The U.S. Border Patrol encountered the Ecuadoran citizen after he unlawfully entered the U.S. without inspection on Aug. 3, 2022. That agency released him pending a future hearing before an immigration judge with the Justice Department’s Executive Office for Immigration Review (EOIR).
ERO Boston lodged an immigration detainer seeking his custody with the Brockton, Massachusetts District Court and the Plymouth County House of Correction on April 4.
The individual was taken into U.S. Immigration and Customs Enforcement (ICE) custody by ERO Boston officers after he bonded out of local custody.
Noncitizens placed into removal proceedings receive their legal due process from federal immigration judges in the immigration courts, which are administered by the EOIR within the Department of Justice. EOIR is a separate entity from the U.S. Department of Homeland Security (DHS) and ICE. Immigration judges in these courts make decisions based on the merits of each individual case, determining if a noncitizen is subject to a final order of removal or eligible for certain forms of relief from removal. Once a noncitizen is subject to a final order of removal issued by an immigration judge or other lawful means, ICE officers may carry out the removal.

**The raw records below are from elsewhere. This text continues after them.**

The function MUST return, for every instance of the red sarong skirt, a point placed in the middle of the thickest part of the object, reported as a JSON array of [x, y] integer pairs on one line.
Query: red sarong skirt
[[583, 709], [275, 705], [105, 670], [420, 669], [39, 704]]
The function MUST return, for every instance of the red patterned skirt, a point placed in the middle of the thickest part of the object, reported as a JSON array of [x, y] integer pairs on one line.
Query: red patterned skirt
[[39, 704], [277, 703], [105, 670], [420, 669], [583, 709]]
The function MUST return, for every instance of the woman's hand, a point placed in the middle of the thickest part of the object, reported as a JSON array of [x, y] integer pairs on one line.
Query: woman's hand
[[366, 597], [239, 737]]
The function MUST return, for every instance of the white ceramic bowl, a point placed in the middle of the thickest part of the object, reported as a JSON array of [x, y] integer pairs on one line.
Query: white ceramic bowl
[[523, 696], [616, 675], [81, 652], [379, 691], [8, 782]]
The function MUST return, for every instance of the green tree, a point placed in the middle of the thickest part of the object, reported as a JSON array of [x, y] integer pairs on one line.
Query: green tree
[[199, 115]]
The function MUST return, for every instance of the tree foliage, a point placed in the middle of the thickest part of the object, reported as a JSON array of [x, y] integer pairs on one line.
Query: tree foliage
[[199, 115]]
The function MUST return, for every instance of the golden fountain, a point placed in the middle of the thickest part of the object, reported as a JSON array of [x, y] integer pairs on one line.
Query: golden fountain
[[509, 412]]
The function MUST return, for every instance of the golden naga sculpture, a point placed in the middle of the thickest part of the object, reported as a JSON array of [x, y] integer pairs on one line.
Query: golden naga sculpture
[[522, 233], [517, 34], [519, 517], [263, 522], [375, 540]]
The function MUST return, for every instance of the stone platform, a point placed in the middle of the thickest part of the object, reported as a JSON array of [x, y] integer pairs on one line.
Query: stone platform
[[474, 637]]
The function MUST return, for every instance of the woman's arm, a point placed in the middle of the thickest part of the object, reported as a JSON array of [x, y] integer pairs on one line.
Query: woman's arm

As part of its mission to identify and arrest removable noncitizens, ERO lodges immigration detainers against noncitizens who have been arrested for criminal activity and taken into custody by state or local law enforcement. An immigration detainer is a request from ICE to state or local law enforcement agencies to notify ICE as early as possible before a removable noncitizen is released from their custody. Detainers request that state or local law enforcement agencies maintain custody of the noncitizen for a period not to exceed 48 hours beyond the time the individual would otherwise be released, allowing ERO to assume custody for removal purposes in accordance with federal law.
Detainers are a critical public safety tool because they focus enforcement resources on removable noncitizens who have been arrested for criminal activity. Detainers increase the safety of all parties involved — ERO personnel, law enforcement officials, the removable noncitizens and the public — by allowing an arrest to be made in a secure and controlled custodial setting as opposed to at-large within the community. Since detainers result in the direct transfer of a noncitizen from state or local custody to ERO custody, they also minimize the potential that an individual will reoffend. Additionally, detainers conserve scarce government resources by allowing ERO to take criminal noncitizens into custody directly rather than expending resources locating these individuals at-large.
Regardless of nationality, ICE makes custody determinations on a case-by-case basis, in accordance with U.S. law and DHS policy, considering the individual merits and factors of each case. ICE officers make associated decisions and apply prosecutorial discretion in a responsible manner, informed by their experience as law enforcement professionals and in a way that best protects against the greatest threats to the homeland.